State Sen. David Parks appears on his way to re-election in District 7.
He faces a career candidate in the primary, only a Libertarian in the general. And no Republicans are challenging him in the Las Vegas district where Democrats hold a nearly 2-to-1 voter registration advantage.
Parks termed out as an assemblyman representing District 41 after 12 years, then was elected to the state Senate. He also was assistant director of the Clark County Regional Transportation Commission in the ‘90s and directed the Las Vegas office of budget and management in the early ‘80s.
Parks said his finance background led him to sponsor a 2011 bill that created a state grant office that works to secure more federal grants.

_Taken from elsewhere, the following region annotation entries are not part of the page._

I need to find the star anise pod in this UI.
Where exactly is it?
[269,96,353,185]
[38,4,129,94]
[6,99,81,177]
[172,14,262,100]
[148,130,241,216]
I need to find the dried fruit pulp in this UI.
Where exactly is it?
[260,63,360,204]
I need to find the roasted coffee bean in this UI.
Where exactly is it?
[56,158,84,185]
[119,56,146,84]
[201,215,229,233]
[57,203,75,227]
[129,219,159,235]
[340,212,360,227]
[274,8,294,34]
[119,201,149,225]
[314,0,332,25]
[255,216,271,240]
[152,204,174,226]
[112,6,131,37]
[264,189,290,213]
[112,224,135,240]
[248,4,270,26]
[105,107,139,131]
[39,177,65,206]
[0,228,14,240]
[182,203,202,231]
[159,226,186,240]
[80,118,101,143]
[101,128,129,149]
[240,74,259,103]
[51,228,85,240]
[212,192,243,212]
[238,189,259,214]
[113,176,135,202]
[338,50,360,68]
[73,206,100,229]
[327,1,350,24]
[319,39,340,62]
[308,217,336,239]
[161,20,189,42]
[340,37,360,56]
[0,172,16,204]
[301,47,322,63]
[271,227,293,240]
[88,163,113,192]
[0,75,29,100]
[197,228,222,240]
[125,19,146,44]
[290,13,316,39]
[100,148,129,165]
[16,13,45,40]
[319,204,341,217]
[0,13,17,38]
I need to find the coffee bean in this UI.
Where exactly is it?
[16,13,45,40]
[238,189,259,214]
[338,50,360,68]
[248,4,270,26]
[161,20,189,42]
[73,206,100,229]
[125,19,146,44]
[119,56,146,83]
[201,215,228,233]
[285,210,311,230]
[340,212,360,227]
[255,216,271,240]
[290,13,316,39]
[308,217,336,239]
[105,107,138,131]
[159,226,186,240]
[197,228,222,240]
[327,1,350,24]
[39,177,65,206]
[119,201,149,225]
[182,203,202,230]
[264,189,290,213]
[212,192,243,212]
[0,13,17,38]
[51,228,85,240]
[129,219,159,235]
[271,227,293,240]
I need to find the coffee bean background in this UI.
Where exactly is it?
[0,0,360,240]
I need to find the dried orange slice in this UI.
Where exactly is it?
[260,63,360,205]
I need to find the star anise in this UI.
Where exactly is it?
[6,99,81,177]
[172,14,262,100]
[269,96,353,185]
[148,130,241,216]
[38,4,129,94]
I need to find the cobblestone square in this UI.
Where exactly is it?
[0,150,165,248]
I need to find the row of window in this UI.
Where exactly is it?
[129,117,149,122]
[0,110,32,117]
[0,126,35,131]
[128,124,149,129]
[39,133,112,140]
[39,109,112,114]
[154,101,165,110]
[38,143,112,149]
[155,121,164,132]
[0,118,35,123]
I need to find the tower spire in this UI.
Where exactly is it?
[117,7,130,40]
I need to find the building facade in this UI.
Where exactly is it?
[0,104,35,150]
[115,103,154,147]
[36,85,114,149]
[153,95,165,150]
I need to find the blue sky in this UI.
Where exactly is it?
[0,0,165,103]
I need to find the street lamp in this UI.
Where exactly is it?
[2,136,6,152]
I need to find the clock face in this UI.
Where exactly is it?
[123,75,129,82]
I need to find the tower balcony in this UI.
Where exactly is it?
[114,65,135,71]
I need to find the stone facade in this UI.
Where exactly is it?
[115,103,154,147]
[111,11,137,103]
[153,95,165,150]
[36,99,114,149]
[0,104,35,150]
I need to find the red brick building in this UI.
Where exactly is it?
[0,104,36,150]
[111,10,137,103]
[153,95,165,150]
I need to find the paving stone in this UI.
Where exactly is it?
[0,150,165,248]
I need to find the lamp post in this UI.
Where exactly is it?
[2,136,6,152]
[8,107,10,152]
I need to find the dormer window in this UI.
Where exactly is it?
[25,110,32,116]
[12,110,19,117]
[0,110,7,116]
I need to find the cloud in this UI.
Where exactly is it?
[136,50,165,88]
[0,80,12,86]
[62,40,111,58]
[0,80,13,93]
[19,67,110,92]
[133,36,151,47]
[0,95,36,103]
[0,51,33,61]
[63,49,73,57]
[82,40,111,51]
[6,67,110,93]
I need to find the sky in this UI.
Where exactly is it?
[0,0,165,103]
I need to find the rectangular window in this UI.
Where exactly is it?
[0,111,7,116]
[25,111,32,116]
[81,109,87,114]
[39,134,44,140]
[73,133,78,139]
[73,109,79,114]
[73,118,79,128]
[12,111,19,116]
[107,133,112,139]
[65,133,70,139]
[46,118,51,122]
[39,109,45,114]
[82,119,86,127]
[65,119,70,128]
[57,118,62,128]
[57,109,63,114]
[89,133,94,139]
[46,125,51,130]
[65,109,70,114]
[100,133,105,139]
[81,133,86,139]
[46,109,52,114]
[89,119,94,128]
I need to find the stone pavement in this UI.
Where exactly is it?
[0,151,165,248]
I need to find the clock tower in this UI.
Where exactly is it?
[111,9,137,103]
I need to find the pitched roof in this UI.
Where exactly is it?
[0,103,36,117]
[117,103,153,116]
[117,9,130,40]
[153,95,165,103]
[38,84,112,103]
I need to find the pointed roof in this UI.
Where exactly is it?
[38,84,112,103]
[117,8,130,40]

In 2015, he was a primary sponsor for a bill that would have allowed terminally ill patients to end their lives by taking lethal medications prescribed by doctors. Ultimately, the “death with dignity” bill was not heard; Parks plans to reintroduce it if re-elected.
Nevada secretary of state records show Parks had about $8,000 in campaign contributions in 2015 and spent about $8,500. Of those contributions, the committee to elect Chris Giunchigliani for Clark County Commission gave $1,500.

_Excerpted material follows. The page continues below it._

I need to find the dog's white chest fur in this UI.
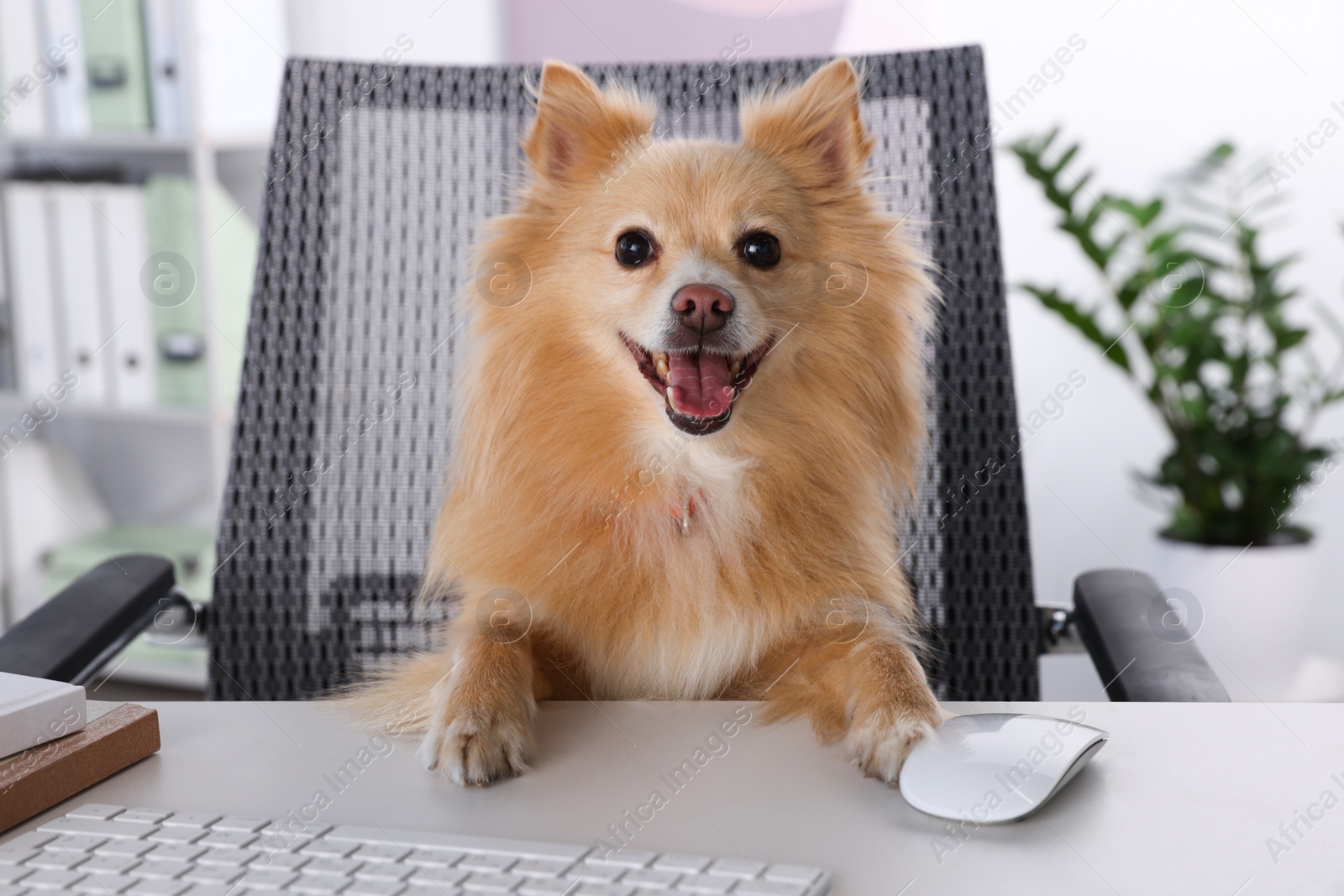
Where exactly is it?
[587,438,774,700]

Anthony Wernicke is a retired Army veteran who has worked as a bus driver. He also worked briefly as a deputy for controversial former Las Vegas Constable John Bonaventura.

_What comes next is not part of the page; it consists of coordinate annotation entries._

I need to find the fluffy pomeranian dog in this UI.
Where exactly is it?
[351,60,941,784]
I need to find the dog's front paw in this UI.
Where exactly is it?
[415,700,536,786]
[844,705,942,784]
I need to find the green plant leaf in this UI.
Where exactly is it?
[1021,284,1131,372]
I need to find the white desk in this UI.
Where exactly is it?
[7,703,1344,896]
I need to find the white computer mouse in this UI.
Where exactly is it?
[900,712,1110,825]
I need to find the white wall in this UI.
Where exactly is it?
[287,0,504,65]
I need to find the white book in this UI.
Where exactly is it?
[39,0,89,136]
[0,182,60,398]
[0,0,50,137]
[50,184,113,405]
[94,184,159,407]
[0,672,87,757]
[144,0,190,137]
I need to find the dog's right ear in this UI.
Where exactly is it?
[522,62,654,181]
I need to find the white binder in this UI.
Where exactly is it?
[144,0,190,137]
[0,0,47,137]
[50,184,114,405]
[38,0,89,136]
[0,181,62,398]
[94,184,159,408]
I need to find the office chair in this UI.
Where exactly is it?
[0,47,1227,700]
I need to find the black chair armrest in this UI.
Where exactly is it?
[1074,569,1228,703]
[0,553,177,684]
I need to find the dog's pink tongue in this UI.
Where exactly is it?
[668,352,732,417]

Wernicke has run unsuccessfully for the Assembly, Las Vegas mayor and other positions since 2008. Aside from saying that he did not receive any contributions in 2015, he declined to answer questions for this story.
When running for state Senate in 2008, Wernicke told the Las Vegas Review-Journal that he wanted workers to have more rights over their employment in Nevada, a “right-to-work” state.
The winner of the Democratic primary will face Libertarian Kimberly Ann Schjang in the Nov. 8 general election.